[<prev] [next>] [<thread-prev] [thread-next>] [day] [month] [year] [list]
Message-ID: <20200922175001.GB7948@magnolia>
Date: Tue, 22 Sep 2020 10:50:01 -0700
From: "Darrick J. Wong" <darrick.wong@...cle.com>
To: Harshad Shirwadkar <harshadshirwadkar@...il.com>
Cc: linux-ext4@...r.kernel.org, tytso@....edu
Subject: Re: [PATCH v9 1/9] doc: update ext4 and journalling docs to include
fast commit feature
On Fri, Sep 18, 2020 at 05:54:43PM -0700, Harshad Shirwadkar wrote:
> This patch adds necessary documentation for fast commits.
>
> Signed-off-by: Harshad Shirwadkar <harshadshirwadkar@...il.com>
> ---
> Documentation/filesystems/ext4/journal.rst | 66 ++++++++++++++++++++++
> Documentation/filesystems/journalling.rst | 28 +++++++++
> 2 files changed, 94 insertions(+)
>
> diff --git a/Documentation/filesystems/ext4/journal.rst b/Documentation/filesystems/ext4/journal.rst
> index ea613ee701f5..c2e4d010a201 100644
> --- a/Documentation/filesystems/ext4/journal.rst
> +++ b/Documentation/filesystems/ext4/journal.rst
> @@ -28,6 +28,17 @@ metadata are written to disk through the journal. This is slower but
> safest. If ``data=writeback``, dirty data blocks are not flushed to the
> disk before the metadata are written to disk through the journal.
>
> +In case of ``data=ordered`` mode, Ext4 also supports fast commits which
> +help reduce commit latency significantly. The default ``data=ordered``
> +mode works by logging metadata blocks tothe journal. In fast commit
"to the journal"
> +mode, Ext4 only stores the minimal delta needed to recreate the
> +affected metadata in fast commit space that is shared with JBD2.
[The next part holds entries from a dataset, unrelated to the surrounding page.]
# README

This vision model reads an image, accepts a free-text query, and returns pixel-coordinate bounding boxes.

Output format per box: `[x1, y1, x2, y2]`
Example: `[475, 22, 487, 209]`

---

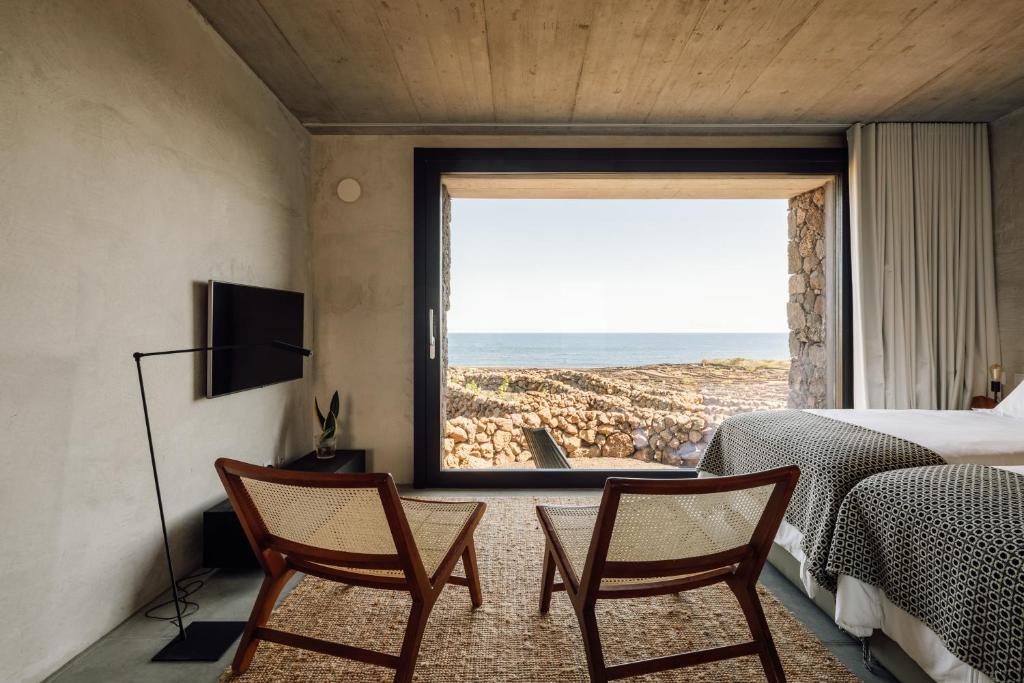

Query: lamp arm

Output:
[132, 340, 312, 640]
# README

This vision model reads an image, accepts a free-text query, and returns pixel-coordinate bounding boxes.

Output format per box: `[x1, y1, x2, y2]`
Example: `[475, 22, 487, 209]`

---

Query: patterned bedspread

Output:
[697, 411, 943, 593]
[828, 465, 1024, 683]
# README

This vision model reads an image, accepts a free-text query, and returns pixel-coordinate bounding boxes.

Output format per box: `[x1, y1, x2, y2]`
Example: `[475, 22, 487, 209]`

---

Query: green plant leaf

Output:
[331, 391, 341, 418]
[313, 396, 324, 429]
[321, 413, 338, 440]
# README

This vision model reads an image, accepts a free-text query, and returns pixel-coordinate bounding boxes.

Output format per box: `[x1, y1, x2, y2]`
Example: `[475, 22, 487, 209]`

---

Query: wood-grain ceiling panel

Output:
[481, 0, 596, 123]
[194, 0, 1024, 126]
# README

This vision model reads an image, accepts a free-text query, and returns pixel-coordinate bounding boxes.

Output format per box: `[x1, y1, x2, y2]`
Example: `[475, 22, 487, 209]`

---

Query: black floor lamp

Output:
[132, 341, 312, 661]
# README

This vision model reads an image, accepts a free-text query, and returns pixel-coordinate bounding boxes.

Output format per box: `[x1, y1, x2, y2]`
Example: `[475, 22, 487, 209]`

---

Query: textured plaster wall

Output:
[991, 104, 1024, 384]
[310, 135, 835, 482]
[0, 0, 311, 681]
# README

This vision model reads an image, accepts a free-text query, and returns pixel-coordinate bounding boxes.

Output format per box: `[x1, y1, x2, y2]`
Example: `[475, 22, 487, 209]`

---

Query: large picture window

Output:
[415, 150, 850, 486]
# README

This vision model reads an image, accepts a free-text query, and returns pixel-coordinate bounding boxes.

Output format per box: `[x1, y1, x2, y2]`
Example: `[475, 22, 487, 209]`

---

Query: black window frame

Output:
[413, 146, 853, 488]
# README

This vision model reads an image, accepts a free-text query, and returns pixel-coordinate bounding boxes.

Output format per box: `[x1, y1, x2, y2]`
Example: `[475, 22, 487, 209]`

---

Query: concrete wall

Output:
[310, 135, 842, 482]
[0, 0, 312, 681]
[991, 104, 1024, 385]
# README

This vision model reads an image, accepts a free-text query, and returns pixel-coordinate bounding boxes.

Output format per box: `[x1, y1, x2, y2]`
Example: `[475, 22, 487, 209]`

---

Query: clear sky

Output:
[449, 199, 788, 333]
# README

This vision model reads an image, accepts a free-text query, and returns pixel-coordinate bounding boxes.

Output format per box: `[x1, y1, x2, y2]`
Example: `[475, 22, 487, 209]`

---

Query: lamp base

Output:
[153, 622, 246, 661]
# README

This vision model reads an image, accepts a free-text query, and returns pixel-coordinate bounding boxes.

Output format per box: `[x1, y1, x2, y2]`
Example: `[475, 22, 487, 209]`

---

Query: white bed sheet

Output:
[831, 465, 1024, 683]
[807, 410, 1024, 465]
[698, 410, 1024, 683]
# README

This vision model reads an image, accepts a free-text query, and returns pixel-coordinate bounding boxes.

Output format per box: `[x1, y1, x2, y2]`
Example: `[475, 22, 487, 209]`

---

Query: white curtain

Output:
[847, 123, 999, 410]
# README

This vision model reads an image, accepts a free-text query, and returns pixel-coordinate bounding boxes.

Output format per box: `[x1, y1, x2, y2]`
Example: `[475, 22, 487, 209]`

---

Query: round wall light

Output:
[338, 178, 362, 204]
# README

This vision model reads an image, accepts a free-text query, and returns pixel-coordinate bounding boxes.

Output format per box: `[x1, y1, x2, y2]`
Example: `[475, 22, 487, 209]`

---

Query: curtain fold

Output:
[847, 123, 999, 410]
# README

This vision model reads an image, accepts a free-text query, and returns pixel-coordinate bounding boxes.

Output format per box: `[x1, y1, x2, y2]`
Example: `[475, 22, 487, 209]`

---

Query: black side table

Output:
[203, 451, 367, 569]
> +Once the fast commit area fills in or if fast commit is not possible
> +or if JBD2 commit timer goes off, Ext4 performs a traditional full commit.
> +A full commit invalidates all the fast commits that happened before
> +it and thus it makes the fast commit area empty for further fast
> +commits. This feature needs to be enabled at compile time.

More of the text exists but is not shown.